Ainsi, sur le durcissement des conditions du regroupement familial : " ce durcissement impose aux étrangers souhaitant faire venir leurs proches des conditions de ressources qui écartent, de fait, les populations les plus vulnérables, tels que les malades et les personnes âgées... le regroupement familial, particulièrement crucial dans leur situation, ne leur sera pas ouvert".

La HALDE relève aussi la contradiction à considérer que le SMIC est suffisant pour vivre en France avec une famille, et à imposer aux étrangers de justifier de revenus plus élevés de 20% que le même SMIC pour pouvoir faire venir leurs proches. La discrimination ainsi créée est contraire aux principes du droit français. Est de même contraire au principe de non-discrimination une autre disposition de la loi imposant aux étrangers des conditions plus rigoureuses qu'aux Français pour le versement des prestations familiales.

La HALDE souligne également que l'obligation de suivre une formation préalable à la langue française avant de venir rejoindre en France un parent ou un conjoint constitue "une contrainte importante au regard de la liberté d'aller et venir, et surtout du droit fondamental de mener une vie familiale normale". Elle s'interroge sur le point de savoir si cette contrainte sera bien appliquée à toutes les situations (une jeune Américaine épousant un Français y sera-t-elle soumise, ou la famille d'un éminent scientifique étranger poursuivant des recherches dans notre pays?) et si cette formation sera bien disponible en tous lieux à un coût accessible.

Une autre contradiction relevée par la HALDE : l'obligation de quitter le territoire français qui peut accompagner le non renouvellement ou le refus d'un titre de séjour n'a plus à être motivée. Or la loi de 1979 relative à la motivation des actes administratifs dispose que "doivent être motivées, en fait et en droit (...) les mesures qui restreignent l'exercice des libertés publiques ou, d'une manière générale, constituent une mesure de police".

la HALDE s'en prend enfin au fameux article sur les tests ADN pour en démontrer l'inanité.
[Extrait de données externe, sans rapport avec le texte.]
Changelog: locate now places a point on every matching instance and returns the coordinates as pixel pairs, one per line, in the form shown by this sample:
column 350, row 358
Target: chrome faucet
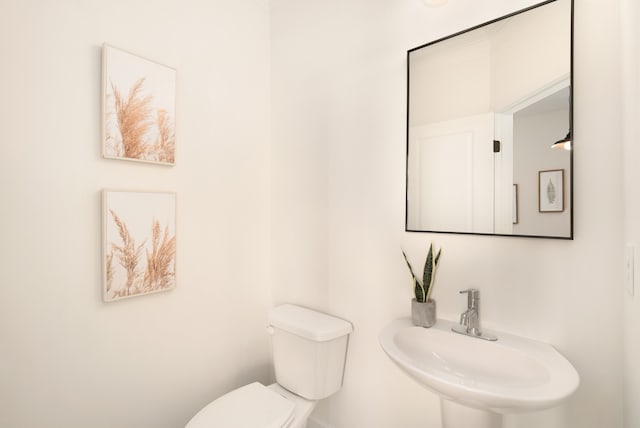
column 470, row 319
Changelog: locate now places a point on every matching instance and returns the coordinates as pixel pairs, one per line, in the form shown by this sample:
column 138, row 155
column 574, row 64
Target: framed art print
column 139, row 243
column 551, row 191
column 138, row 106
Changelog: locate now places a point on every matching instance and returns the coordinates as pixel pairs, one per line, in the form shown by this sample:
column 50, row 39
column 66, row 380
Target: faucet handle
column 473, row 295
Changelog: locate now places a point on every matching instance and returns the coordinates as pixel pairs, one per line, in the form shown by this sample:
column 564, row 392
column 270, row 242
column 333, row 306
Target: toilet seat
column 250, row 406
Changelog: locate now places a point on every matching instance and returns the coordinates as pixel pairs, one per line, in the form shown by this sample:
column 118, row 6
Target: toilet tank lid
column 308, row 323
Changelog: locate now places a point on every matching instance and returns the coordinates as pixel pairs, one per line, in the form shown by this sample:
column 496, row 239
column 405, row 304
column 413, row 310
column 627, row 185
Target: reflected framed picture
column 551, row 191
column 139, row 243
column 138, row 108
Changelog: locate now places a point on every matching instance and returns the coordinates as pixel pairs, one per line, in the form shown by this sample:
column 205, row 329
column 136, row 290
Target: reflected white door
column 451, row 169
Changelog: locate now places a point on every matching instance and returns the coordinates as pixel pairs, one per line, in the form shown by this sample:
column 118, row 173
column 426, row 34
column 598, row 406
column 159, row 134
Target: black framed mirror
column 484, row 108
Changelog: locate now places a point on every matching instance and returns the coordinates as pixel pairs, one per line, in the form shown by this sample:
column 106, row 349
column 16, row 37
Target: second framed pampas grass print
column 138, row 106
column 139, row 243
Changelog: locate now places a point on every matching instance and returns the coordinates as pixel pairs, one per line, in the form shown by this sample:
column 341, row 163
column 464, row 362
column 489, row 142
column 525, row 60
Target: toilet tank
column 309, row 350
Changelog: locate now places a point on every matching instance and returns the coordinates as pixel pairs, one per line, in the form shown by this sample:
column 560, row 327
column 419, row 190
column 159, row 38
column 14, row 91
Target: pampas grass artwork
column 138, row 108
column 139, row 243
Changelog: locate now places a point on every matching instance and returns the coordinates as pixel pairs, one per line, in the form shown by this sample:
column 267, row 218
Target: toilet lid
column 250, row 406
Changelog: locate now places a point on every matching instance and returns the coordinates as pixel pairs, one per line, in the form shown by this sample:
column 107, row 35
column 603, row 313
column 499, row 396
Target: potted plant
column 423, row 308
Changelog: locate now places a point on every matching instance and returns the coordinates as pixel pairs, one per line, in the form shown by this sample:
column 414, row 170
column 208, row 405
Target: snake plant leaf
column 418, row 290
column 410, row 268
column 427, row 274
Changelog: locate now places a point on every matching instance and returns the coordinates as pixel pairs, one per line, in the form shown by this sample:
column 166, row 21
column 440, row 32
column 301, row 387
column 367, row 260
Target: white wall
column 350, row 56
column 67, row 359
column 630, row 79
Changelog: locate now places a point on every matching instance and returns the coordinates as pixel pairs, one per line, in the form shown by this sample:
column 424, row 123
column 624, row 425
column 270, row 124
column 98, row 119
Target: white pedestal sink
column 478, row 380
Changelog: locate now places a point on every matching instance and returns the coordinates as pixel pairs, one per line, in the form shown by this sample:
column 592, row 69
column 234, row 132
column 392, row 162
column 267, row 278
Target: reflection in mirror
column 484, row 108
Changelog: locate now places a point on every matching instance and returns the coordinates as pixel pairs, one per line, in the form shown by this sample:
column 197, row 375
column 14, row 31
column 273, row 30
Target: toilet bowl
column 309, row 354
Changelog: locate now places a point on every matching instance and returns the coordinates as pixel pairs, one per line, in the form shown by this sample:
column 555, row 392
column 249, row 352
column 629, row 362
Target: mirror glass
column 484, row 108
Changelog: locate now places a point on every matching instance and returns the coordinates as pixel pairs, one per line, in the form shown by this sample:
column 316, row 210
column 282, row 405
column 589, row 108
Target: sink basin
column 513, row 374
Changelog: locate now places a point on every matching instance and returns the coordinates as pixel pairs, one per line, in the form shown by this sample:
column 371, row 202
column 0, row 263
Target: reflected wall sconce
column 565, row 143
column 434, row 3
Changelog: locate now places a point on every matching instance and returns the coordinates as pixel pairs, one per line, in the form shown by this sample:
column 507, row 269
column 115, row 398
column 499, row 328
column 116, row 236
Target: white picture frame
column 138, row 108
column 139, row 243
column 551, row 191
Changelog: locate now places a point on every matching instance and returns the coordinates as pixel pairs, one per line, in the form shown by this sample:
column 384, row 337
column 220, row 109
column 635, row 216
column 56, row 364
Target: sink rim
column 562, row 382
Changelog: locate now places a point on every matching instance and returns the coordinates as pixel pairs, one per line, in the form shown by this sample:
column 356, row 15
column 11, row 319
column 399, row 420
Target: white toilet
column 309, row 353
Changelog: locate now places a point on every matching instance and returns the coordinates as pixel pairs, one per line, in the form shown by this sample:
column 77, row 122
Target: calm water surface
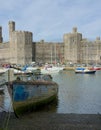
column 78, row 93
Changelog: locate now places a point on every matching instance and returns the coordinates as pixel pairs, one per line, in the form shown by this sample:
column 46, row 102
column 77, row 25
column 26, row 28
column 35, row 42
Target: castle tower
column 1, row 39
column 11, row 28
column 74, row 29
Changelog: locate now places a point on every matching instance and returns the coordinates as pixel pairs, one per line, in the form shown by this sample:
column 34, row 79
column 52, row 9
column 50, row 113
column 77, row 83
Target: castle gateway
column 20, row 49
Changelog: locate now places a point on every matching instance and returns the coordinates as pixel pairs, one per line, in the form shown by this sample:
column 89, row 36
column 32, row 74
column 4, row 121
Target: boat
column 84, row 70
column 50, row 70
column 3, row 70
column 30, row 94
column 96, row 68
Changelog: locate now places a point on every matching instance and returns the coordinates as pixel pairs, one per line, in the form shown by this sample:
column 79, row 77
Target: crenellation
column 22, row 50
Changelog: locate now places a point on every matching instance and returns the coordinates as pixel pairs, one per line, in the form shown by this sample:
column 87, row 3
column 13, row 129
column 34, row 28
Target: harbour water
column 78, row 93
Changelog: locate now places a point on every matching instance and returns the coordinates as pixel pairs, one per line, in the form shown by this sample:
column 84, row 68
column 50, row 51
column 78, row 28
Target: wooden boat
column 29, row 95
column 84, row 70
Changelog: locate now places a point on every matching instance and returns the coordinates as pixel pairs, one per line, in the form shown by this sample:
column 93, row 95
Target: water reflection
column 78, row 93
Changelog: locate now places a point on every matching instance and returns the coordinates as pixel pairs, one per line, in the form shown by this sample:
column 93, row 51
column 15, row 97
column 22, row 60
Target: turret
column 75, row 30
column 1, row 39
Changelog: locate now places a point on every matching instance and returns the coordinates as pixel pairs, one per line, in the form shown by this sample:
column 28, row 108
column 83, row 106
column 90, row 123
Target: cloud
column 49, row 20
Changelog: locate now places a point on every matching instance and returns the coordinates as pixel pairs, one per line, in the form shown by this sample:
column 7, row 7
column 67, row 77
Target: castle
column 22, row 50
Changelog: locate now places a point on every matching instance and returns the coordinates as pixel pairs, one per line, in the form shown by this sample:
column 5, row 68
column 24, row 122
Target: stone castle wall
column 22, row 50
column 79, row 50
column 19, row 50
column 49, row 52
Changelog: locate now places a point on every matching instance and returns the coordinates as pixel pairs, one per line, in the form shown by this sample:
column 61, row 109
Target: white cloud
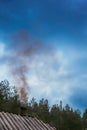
column 52, row 76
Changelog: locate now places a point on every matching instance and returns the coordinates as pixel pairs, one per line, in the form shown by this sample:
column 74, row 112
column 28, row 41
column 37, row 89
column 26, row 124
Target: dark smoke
column 24, row 48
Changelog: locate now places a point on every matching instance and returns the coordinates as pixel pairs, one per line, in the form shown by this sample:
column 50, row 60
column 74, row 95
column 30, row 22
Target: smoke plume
column 24, row 48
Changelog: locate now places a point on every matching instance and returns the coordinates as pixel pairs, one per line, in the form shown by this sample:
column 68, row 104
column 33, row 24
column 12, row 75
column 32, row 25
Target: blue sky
column 61, row 25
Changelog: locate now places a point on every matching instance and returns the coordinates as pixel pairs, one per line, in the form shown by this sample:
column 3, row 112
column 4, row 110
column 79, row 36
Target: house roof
column 9, row 121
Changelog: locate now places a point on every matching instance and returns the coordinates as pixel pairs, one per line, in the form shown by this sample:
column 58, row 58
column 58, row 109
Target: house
column 9, row 121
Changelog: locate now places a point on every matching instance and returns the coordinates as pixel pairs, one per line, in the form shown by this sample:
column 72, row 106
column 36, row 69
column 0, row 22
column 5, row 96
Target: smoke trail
column 24, row 48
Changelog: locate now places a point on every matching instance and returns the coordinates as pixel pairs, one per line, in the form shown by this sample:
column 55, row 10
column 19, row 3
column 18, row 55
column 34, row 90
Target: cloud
column 60, row 75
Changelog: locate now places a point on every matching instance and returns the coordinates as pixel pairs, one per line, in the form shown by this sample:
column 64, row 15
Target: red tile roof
column 9, row 121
En effet, argumente-t-elle, ces tests de filiation maternelle ont été introduits pour pallier les carences et les fraudes marquant les états civils d'un certain nombre de pays d'émigration. Mais les demandes de regroupement familial émanent à 85% de pères de famille. Si l'état-civil du pays où se trouvent les enfants permet de tricher sur leur filiation maternelle, il permet tout aussi bien de fabriquer de faux actes de mariage... l'on n'est donc pas beaucoup plus avancé. Et quid du veuf qui veut récupérer ses enfants et les faire venir en France?

Oui, c'est bien dommage que la HALDE n'ait pas été consultée par le Gouvernement avant de faire voter son projet alors que la loi lui en faisait l'obligation pour un certain nombre de ses dispositions. La loi créant la HALDE prévoyait en effet qu'"elle est consultée par le gouvernement sur tout projet de loi relatif à la lutte contre les discriminations et à la promotion de l'égalité." Mais peut-être le gouvernement de M.Sarkozy a-t-il estimé qu'il se trouvait exonéré de cette obligation dans la mesure où sa loi visait surtout à renforcer les discriminations et à lutter contre l'égalité?